3 Dried Squid Snacks that Represent Japan
“Surume (するめ)”, also known as “Atarime (あたりめ)”, is a dried squid snack widely enjoyed in Japan as an accompaniment for alcoholic drinks or “Otsumami (おつまみ)”. There is a variety of such dried squid snacks in Japan, which include “Noshi-ika (のしいか)” and “Saki-ika (さきいか)”.
3 Common Types of Japanese Dried Squid Snacks
Actually, Surume, Noshi-ika, and Saki-ika are common types of dried squid snacks in Japan, and the word “ika (いか)” means squid or cuttlefish in Japanese, but what kinds of Japanese dried squid snacks are they? Today, I will explain it.
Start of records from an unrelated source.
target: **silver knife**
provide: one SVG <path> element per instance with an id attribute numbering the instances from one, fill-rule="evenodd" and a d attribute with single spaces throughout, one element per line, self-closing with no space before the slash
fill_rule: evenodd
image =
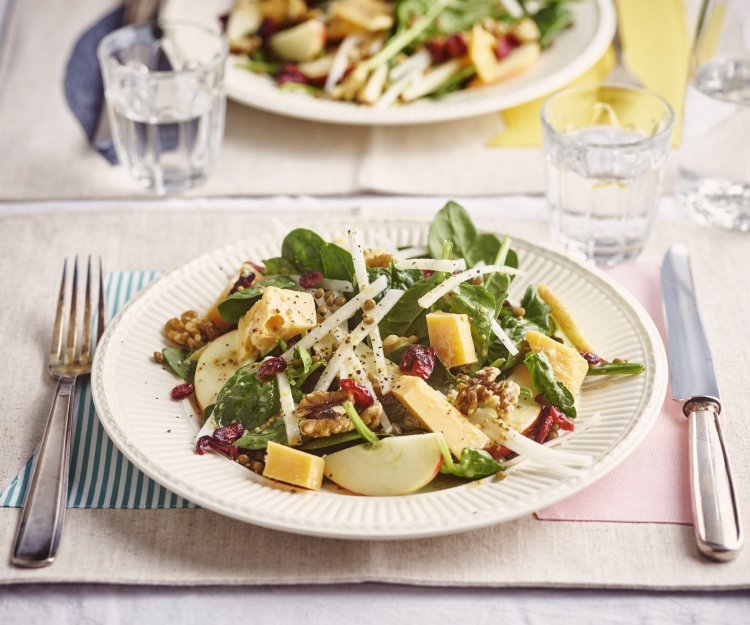
<path id="1" fill-rule="evenodd" d="M 125 0 L 125 17 L 122 25 L 145 24 L 155 20 L 159 15 L 160 5 L 160 0 Z M 109 125 L 106 97 L 102 97 L 93 144 L 97 150 L 108 150 L 112 147 L 112 128 Z"/>
<path id="2" fill-rule="evenodd" d="M 732 560 L 742 547 L 742 525 L 724 437 L 716 373 L 695 297 L 684 245 L 674 245 L 661 268 L 672 397 L 689 419 L 690 491 L 698 549 Z"/>

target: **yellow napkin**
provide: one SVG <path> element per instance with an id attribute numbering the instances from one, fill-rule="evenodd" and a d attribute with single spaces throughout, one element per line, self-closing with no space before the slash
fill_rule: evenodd
<path id="1" fill-rule="evenodd" d="M 684 0 L 618 0 L 618 28 L 628 68 L 643 86 L 665 98 L 682 114 L 682 98 L 690 56 L 687 12 Z M 615 63 L 610 47 L 593 67 L 569 83 L 592 84 L 606 79 Z M 549 94 L 548 94 L 549 95 Z M 487 143 L 491 147 L 537 147 L 542 144 L 539 114 L 548 96 L 514 106 L 500 113 L 505 129 Z M 677 141 L 678 131 L 674 140 Z"/>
First off, Surume is a traditional Japanese snack food made typically from the squid species called “Surume Ika (スルメイカ)” that has been gutted and dried under the sun. Hence, the dried squid has almost the same shape as the original. After toasting or grilling and shredding the dried whole squid into thin strips by hand, we Japanese eat the Surume shreds typically dipping in a sauce of mayonnaise and Shichimi Togarashi.
Noshiika is a Japanese snack food made by heating and flattening out a dried squid with iron rollers. Thus, it is soft and very thin in thickness as compared to the Surume squid. As for the variety, Noshi-ika comes in 2 types; one is unseasoned, while the other is salty-sweet, sweetened with sugar, starch syrup, and honey. By the way, there is a Dagashi snack called Noshiika Taro, but it is made not from squid but from fish paste.
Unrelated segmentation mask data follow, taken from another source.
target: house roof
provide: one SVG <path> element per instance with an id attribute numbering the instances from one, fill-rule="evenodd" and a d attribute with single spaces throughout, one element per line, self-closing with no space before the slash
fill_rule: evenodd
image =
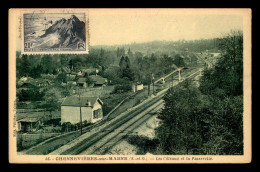
<path id="1" fill-rule="evenodd" d="M 84 84 L 86 82 L 87 82 L 86 78 L 79 78 L 78 81 L 77 81 L 77 83 L 79 83 L 79 84 Z"/>
<path id="2" fill-rule="evenodd" d="M 51 112 L 51 117 L 52 119 L 57 119 L 61 117 L 61 112 L 60 111 L 52 111 Z"/>
<path id="3" fill-rule="evenodd" d="M 19 121 L 20 122 L 37 122 L 37 121 L 39 121 L 41 118 L 43 118 L 43 117 L 25 117 L 25 118 L 23 118 L 23 119 L 20 119 Z"/>
<path id="4" fill-rule="evenodd" d="M 76 72 L 71 72 L 70 75 L 77 75 L 77 73 Z"/>
<path id="5" fill-rule="evenodd" d="M 63 67 L 62 70 L 65 72 L 65 73 L 71 73 L 70 69 L 68 67 Z"/>
<path id="6" fill-rule="evenodd" d="M 23 122 L 36 122 L 43 117 L 47 117 L 49 112 L 27 112 L 27 113 L 17 113 L 16 120 Z"/>
<path id="7" fill-rule="evenodd" d="M 51 112 L 52 118 L 60 118 L 60 111 Z M 38 120 L 48 117 L 50 112 L 26 112 L 17 113 L 16 120 L 21 122 L 37 122 Z"/>
<path id="8" fill-rule="evenodd" d="M 28 78 L 26 81 L 18 81 L 18 86 L 20 87 L 26 87 L 26 88 L 32 88 L 32 87 L 37 87 L 39 84 L 48 84 L 51 85 L 51 81 L 49 79 L 44 79 L 44 78 Z"/>
<path id="9" fill-rule="evenodd" d="M 32 83 L 25 82 L 25 83 L 21 84 L 20 87 L 21 88 L 35 88 L 37 86 Z"/>
<path id="10" fill-rule="evenodd" d="M 83 72 L 86 72 L 87 74 L 90 74 L 91 72 L 95 72 L 96 69 L 95 69 L 95 68 L 88 68 L 88 69 L 82 68 L 82 71 L 83 71 Z"/>
<path id="11" fill-rule="evenodd" d="M 178 69 L 178 66 L 176 66 L 175 64 L 172 64 L 172 67 L 174 67 L 175 69 Z"/>
<path id="12" fill-rule="evenodd" d="M 67 97 L 61 104 L 61 106 L 82 106 L 82 107 L 87 107 L 88 102 L 90 102 L 90 106 L 93 106 L 96 101 L 98 101 L 101 105 L 103 102 L 98 98 L 98 97 L 79 97 L 78 96 L 71 96 Z"/>
<path id="13" fill-rule="evenodd" d="M 67 81 L 68 84 L 74 84 L 76 83 L 75 81 Z"/>
<path id="14" fill-rule="evenodd" d="M 44 83 L 47 83 L 47 84 L 51 84 L 50 80 L 48 79 L 43 79 L 43 78 L 38 78 L 38 79 L 34 79 L 31 81 L 32 84 L 34 85 L 38 85 L 38 84 L 44 84 Z"/>
<path id="15" fill-rule="evenodd" d="M 107 82 L 106 78 L 103 78 L 102 76 L 99 75 L 90 75 L 89 78 L 93 80 L 95 84 L 105 84 Z"/>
In the name, “Saki (さき)” or “Saku (裂く)” is the Japanese word for “shred”, so Saki-ika is a dried shredded squid snack. As with the Surume squid, Saki-ika is widely enjoyed in Japan as an accompaniment for alcoholic beverages or Otsumami. Originally, it is made from grilled Surume, but in recent years many Saki-ika products are produced from raw squid.
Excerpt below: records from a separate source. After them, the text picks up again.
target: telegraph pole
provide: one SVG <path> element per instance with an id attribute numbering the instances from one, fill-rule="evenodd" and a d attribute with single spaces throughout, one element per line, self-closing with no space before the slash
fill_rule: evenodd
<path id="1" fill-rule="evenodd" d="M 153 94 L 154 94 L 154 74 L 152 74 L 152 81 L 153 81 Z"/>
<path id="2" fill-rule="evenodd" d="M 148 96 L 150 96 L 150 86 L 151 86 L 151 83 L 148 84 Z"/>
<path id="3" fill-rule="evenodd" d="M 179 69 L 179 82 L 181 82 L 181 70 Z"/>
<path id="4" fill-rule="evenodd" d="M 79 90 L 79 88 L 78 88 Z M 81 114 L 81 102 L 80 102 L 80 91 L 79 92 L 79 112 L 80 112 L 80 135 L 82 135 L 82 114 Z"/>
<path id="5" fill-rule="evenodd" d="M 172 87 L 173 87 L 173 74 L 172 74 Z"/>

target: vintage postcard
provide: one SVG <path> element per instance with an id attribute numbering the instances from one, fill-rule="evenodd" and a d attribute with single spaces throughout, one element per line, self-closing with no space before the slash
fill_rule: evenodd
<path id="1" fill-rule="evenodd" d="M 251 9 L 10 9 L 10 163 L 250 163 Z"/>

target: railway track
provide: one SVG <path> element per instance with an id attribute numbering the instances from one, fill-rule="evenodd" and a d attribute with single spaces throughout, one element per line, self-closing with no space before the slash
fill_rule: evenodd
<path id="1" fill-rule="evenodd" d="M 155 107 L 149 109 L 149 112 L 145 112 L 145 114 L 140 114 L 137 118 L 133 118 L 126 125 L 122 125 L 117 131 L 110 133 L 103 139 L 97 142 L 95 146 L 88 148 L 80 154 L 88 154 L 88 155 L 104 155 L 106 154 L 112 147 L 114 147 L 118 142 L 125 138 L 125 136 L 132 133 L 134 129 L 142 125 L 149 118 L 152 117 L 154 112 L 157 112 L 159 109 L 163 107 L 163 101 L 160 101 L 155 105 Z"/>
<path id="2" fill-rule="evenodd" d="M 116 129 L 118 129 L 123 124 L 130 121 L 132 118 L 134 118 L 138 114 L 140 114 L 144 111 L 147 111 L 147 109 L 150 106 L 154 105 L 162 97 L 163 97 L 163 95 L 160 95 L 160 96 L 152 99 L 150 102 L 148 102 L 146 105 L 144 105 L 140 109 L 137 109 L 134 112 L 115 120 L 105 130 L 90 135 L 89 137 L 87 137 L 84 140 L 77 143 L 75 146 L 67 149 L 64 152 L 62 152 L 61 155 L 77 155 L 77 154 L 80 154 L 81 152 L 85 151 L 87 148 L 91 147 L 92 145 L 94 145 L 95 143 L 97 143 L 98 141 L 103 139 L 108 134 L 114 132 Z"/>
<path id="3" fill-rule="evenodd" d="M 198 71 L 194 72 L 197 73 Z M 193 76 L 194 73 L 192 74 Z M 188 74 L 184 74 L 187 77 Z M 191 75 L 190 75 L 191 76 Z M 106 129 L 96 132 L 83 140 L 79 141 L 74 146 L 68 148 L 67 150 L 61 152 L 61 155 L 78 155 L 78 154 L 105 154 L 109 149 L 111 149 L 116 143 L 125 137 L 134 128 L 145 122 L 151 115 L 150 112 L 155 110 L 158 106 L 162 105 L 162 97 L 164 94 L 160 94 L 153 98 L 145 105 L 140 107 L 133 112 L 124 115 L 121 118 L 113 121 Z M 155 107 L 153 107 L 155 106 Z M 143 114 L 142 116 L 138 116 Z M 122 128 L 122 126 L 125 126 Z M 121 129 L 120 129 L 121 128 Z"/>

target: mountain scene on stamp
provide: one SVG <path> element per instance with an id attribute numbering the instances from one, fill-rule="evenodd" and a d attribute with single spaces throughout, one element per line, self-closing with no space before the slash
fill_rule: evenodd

The original type is often sold by the name of “Surume Sakiika (するめさきいか)”, while the latter is often referred to as “Soft Sakiika (ソフトさきいか)” as its texture is soft and tender compared to the former. Like Noshi-ika, Saki-ika is available in 2 types; one is seasoned mainly with salt and sugar, while the other is unseasoned so they can be eaten in the same manner as the Surume squid, dipping in mayo with the 7 spice blend Shichimi Togarashi.